Queensland's police officers and courtrooms will need to be trained to understand coercive control before it can be outlawed, the attorney general says.
Shannon Fentiman has announced that the state will criminalise behaviour including isolating partners from friends, dictating where they're allowed to go or controlling their finances.
Yet it won't be easy. Coercive control, unlike physical violence, is incredibly hard to prove.
The evidence is found almost entirely in witness statements from victims, their families and first responders.
Only a few other jurisdictions like England and Wales, Scotland and Tasmania have such laws.
Ms Fentiman says the success of legislation in those places has depended on people understanding coercive control and being able to identify it.
She says police, first responders and the courts will all have to be trained before the laws can be introduced to Queensland.
"I would hate for us to be introducing an offence of coercive control without having embarked on that training because, as I said, the success that we've seen overseas has been dependent on widespread, sustained training on the implementation," Ms Fentiman told AAP.
Opposition spokeswoman for women Ros Bates, who's a domestic violence survivor, supports the criminalisation of coercive control.
"When I was a kid, all I thought of was the physical violence ... the black eyes, the broken ribs and broken noses and all those sorts of things," she told AAP.
"That's what I thought was domestic violence.
"But now as an adult when I look back at what my mother's life is like, I now know that she was definitely a victim of coercive controlling behaviour."
However Ms Bates urged the government consider making coercive control part of a broader domestic violence offence to protect other family members like children and the elderly.

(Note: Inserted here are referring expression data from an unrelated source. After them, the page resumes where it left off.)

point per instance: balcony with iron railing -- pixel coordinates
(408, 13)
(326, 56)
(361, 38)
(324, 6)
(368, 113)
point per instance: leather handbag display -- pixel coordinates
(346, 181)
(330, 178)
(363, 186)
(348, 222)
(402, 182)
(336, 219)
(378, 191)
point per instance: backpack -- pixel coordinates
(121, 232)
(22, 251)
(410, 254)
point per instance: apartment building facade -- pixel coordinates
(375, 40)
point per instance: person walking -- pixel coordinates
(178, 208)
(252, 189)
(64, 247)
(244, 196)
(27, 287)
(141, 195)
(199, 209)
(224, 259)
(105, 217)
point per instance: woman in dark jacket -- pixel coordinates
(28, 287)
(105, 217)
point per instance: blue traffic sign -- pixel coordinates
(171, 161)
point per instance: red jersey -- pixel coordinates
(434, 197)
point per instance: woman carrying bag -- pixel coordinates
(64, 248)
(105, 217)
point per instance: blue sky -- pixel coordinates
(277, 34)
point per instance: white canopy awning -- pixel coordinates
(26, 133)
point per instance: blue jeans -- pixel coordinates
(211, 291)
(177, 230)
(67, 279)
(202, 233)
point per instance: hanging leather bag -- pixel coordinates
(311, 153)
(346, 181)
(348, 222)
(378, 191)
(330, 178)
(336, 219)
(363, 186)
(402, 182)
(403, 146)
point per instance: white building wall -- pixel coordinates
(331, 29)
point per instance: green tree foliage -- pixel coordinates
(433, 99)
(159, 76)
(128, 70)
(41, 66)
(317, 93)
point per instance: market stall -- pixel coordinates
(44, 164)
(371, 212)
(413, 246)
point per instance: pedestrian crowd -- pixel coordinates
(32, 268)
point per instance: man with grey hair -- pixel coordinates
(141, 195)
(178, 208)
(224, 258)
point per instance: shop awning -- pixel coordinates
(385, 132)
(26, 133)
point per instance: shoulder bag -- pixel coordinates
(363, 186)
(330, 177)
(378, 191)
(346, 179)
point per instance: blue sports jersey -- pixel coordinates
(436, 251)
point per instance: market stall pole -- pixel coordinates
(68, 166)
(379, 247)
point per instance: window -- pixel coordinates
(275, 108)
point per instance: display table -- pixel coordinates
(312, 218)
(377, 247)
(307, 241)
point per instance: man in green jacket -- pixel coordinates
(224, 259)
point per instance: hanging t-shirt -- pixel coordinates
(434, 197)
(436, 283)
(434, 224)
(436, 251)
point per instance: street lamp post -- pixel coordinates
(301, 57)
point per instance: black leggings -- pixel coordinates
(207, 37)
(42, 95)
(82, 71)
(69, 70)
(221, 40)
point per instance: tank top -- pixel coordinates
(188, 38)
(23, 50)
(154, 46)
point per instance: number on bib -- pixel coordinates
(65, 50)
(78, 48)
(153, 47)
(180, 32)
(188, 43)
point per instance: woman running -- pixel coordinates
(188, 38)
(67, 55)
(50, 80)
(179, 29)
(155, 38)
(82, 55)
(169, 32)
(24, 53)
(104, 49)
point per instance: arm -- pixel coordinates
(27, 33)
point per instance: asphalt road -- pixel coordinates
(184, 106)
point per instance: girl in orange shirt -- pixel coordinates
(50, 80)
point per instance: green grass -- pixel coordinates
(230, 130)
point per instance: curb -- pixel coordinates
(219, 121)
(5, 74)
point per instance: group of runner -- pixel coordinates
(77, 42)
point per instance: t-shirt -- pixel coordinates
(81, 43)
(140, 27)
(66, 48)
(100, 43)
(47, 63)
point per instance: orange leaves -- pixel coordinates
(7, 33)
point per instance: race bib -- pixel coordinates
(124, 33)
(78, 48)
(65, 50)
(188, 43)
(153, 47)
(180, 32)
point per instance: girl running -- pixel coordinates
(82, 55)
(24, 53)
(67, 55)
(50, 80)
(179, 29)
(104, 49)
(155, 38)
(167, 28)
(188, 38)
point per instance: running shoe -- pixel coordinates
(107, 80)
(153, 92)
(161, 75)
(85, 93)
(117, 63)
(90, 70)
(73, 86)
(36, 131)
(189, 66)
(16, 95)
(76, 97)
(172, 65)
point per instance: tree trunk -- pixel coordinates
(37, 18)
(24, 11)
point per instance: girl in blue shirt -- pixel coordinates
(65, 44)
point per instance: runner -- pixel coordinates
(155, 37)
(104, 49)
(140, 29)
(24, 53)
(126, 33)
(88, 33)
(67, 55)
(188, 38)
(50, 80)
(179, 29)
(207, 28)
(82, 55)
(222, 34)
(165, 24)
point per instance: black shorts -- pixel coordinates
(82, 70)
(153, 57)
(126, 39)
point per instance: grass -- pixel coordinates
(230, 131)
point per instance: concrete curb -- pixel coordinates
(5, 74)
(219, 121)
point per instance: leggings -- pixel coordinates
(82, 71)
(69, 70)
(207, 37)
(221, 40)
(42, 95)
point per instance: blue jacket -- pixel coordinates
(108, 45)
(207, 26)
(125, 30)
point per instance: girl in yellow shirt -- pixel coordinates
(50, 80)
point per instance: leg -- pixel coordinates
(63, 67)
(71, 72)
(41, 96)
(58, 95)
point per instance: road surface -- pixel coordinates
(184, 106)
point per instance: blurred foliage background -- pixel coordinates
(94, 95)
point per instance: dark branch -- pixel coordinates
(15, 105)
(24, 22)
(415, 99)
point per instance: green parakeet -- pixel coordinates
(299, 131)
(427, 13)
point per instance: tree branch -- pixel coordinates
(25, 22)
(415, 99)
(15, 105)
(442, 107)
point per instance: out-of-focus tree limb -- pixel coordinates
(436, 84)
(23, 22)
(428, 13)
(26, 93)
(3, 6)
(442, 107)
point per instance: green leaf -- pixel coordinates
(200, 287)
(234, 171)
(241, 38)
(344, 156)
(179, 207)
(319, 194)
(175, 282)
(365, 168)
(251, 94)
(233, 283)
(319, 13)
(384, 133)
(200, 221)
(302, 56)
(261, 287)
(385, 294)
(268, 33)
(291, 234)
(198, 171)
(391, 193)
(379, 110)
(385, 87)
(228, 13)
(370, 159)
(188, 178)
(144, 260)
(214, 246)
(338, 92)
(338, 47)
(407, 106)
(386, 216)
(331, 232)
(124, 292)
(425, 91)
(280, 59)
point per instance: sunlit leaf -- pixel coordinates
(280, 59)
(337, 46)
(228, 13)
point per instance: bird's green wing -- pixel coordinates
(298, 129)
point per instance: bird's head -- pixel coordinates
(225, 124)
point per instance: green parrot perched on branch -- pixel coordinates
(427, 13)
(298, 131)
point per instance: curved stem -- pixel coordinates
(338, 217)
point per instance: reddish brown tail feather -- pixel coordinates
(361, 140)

She said a broader domestic violence offence could cover physical violence, strangulation, coercive control, financial control and sexual violence.
"It will be very difficult as standalone offence to prosecute (coercive control) because the onus of proof is on the victim to provide the evidence," Ms Bates said.

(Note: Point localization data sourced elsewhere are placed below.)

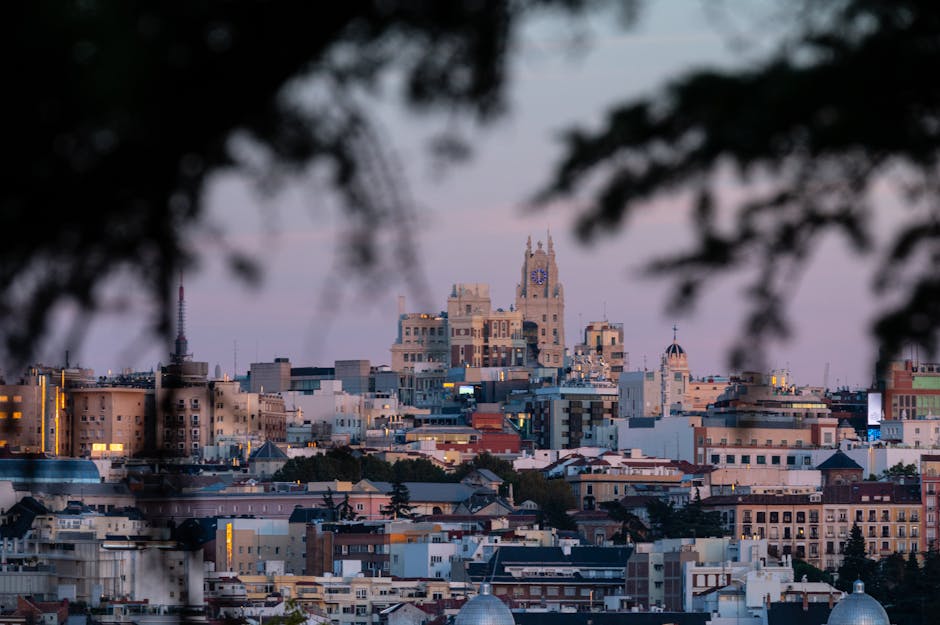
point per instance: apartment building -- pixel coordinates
(556, 578)
(110, 421)
(814, 527)
(601, 355)
(930, 499)
(567, 417)
(911, 389)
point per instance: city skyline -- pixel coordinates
(472, 229)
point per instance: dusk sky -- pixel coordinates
(473, 229)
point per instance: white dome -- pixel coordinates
(858, 608)
(484, 609)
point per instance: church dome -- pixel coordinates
(858, 608)
(485, 609)
(675, 350)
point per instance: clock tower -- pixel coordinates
(540, 298)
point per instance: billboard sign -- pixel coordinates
(875, 413)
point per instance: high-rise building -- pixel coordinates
(33, 412)
(182, 398)
(911, 390)
(601, 355)
(422, 338)
(540, 297)
(651, 393)
(479, 335)
(270, 377)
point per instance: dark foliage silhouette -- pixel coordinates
(849, 101)
(124, 111)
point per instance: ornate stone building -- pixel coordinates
(540, 297)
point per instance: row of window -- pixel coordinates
(761, 459)
(739, 442)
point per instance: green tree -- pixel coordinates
(553, 496)
(502, 468)
(293, 615)
(418, 470)
(344, 511)
(399, 505)
(900, 470)
(855, 562)
(802, 567)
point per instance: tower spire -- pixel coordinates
(182, 345)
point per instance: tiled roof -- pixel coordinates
(839, 460)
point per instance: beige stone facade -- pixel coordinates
(422, 338)
(479, 335)
(601, 355)
(540, 297)
(110, 421)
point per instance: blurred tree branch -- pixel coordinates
(117, 114)
(848, 99)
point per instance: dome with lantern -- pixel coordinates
(858, 608)
(484, 609)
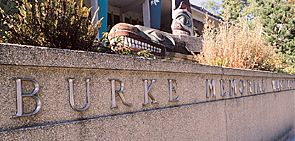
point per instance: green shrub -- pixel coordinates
(53, 23)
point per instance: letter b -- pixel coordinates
(20, 94)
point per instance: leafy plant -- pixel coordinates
(59, 24)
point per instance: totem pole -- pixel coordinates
(182, 23)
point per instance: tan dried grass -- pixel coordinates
(238, 46)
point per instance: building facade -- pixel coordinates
(150, 13)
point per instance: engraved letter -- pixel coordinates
(232, 87)
(72, 100)
(241, 87)
(172, 89)
(20, 94)
(275, 85)
(118, 92)
(250, 90)
(147, 94)
(210, 88)
(222, 88)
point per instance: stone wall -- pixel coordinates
(131, 98)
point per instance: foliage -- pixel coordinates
(104, 46)
(58, 24)
(231, 9)
(238, 46)
(278, 19)
(9, 7)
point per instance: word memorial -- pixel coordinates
(215, 89)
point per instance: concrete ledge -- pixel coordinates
(11, 54)
(194, 102)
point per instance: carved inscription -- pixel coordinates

Ms Fentiman is open to broadening the law after consultation with victims, advocates, first responders and legal experts.
However she says the new offence will be aimed at protecting women primarily.
The attorney-general added that coervice control was often a predictive factor in partner homicides.
"We'll keep an open mind about that but really we know it's a tool that perpetrators use against women in domestic violence situations," Ms Fentiman said.
"If we can actually intervene earlier when this power and control, this coercive control, is happening in domestic relationships then we can hopefully save women's lives."